We stumbled into a system that is inefficient, keeps potential entrepreneurs stuck in jobs they hate to maintain their benefits, and makes life nearly impossible for small business owners. This was never the plan, it just happened but a bunch of politicians treat the model like some immutable sacrement handed down by Hamilton & Madison. It is not. It’s only been with us as long as air conditioning. Tangentially, understanding the employer health care schemes helps us understand why some unions have opposed a national healthcare system like Sen. Sanders’ Medicare for All. 

Another example of this is the state of cannabis laws. We first visited Thailand in 2018 and can see a shift. In 2022, the Thai government legalized marijuana and dispensaries have popped up in major cities, increasing Thailand’s already powerful tourist draw. The government thought legalization was the best policy, they created legislation to enact said policy, said policy was put in place—that’s how governance is supposed to work. Compare that to the sloppy patchwork in the US. Weed is legal in Washington State. It is sold, consumed, and taxed. Meanwhile in neighboring (and deeply inferior) Idaho:

 “Possession of three ounces or less of marijuana is a misdemeanor punishable by up to one year imprisonment and/or a fine up to $1,000. If the quantity possessed is more than three ounces but less than one pound, it is a felony punishable by up to five years imprisonment and/or a fine up to $10,000.”

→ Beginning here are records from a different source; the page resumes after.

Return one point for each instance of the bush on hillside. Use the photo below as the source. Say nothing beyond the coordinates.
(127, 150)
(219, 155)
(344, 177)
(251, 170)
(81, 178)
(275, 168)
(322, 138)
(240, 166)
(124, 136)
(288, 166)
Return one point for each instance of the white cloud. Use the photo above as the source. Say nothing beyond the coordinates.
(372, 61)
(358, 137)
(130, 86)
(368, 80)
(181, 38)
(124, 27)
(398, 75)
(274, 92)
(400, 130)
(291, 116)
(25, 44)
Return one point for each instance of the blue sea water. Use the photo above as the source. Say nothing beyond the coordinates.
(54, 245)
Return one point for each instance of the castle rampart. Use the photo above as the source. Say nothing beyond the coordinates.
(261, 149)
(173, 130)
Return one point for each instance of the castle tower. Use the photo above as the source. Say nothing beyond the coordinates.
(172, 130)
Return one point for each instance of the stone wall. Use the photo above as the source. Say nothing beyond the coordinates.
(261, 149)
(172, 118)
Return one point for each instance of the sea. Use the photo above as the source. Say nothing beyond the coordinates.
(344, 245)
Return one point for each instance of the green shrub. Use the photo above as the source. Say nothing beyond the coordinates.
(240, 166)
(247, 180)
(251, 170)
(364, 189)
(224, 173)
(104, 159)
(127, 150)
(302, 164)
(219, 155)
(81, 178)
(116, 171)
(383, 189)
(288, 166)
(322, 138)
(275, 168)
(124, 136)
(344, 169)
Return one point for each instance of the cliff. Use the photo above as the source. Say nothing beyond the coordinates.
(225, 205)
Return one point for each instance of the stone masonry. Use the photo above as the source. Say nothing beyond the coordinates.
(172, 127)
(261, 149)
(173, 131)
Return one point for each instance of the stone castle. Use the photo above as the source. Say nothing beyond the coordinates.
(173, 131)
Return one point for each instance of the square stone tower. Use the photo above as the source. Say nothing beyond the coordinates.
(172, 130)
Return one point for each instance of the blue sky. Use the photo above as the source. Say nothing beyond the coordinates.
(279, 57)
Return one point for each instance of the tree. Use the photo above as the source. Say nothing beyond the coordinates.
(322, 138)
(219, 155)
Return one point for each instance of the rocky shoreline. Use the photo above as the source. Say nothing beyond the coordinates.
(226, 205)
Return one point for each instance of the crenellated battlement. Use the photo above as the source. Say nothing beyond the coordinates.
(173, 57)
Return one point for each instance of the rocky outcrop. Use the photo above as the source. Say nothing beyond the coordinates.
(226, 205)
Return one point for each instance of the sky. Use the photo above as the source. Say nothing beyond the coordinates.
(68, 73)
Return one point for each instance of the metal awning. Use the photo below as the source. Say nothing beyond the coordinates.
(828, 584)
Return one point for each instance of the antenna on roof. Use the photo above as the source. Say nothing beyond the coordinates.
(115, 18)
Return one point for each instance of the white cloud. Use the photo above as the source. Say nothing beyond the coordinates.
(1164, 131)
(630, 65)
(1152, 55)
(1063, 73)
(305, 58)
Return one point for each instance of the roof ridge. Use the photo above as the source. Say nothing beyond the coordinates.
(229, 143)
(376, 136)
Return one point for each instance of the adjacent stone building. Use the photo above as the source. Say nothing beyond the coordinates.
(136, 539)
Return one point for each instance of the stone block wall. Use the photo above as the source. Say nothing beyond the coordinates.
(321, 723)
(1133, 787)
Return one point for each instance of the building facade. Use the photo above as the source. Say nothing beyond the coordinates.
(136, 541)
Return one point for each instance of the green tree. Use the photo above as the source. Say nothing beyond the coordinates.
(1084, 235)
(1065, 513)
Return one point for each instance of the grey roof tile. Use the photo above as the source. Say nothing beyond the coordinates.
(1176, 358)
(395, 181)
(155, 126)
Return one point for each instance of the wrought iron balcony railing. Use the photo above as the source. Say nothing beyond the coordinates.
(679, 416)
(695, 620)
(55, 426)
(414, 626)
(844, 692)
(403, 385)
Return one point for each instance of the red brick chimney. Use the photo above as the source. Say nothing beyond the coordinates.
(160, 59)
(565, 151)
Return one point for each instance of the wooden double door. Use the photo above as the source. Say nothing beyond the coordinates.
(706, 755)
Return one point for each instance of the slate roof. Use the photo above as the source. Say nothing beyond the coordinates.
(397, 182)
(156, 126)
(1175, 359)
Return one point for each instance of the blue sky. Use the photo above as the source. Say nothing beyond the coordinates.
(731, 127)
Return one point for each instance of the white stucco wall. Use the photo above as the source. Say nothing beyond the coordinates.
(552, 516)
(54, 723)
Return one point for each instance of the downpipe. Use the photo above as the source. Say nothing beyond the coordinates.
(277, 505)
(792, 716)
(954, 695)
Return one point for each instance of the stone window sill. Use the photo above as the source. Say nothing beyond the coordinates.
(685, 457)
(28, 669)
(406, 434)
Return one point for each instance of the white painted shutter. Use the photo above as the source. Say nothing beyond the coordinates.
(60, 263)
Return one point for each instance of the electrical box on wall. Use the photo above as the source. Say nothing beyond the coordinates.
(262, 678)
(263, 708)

But in both states, it’s illegal under federal law and at any time the feds could bust in the door of every dope shop in Washington, sending everyone working and shopping to prison. The feds choose not to do so because they know the drug laws are idiodic but they can’t be bothered to remove them. Meanwhile, roughly a quarter million mostly poor Black and Brown people are locked up every year for marijuana possessions largely in Southern States [Texas (of course), Tennessee, and North Carolina lead the pack].

If you think about any of this for more than a moment, you’d see red. But most of us don’t think about it at all. 

One of the gifts of teaching young people political science is that they aren’t burdened down with the weight of lived experience. They violently question or openly reject things that we take for granted because “it’s always been that way.” When I explain the extent to which the entire system is made up of historical accidents and held together by norms rather than laws, they give me the most dumbfounded and “WTFAYTATDMNS*” faces. I love them for that. They aren’t jaded or beaten down by the stupidity of it all like we all are. That’s why they’re our best hope.

*WTFAYTATDMNS: What the f*** are you talking about? That don’t make no sense!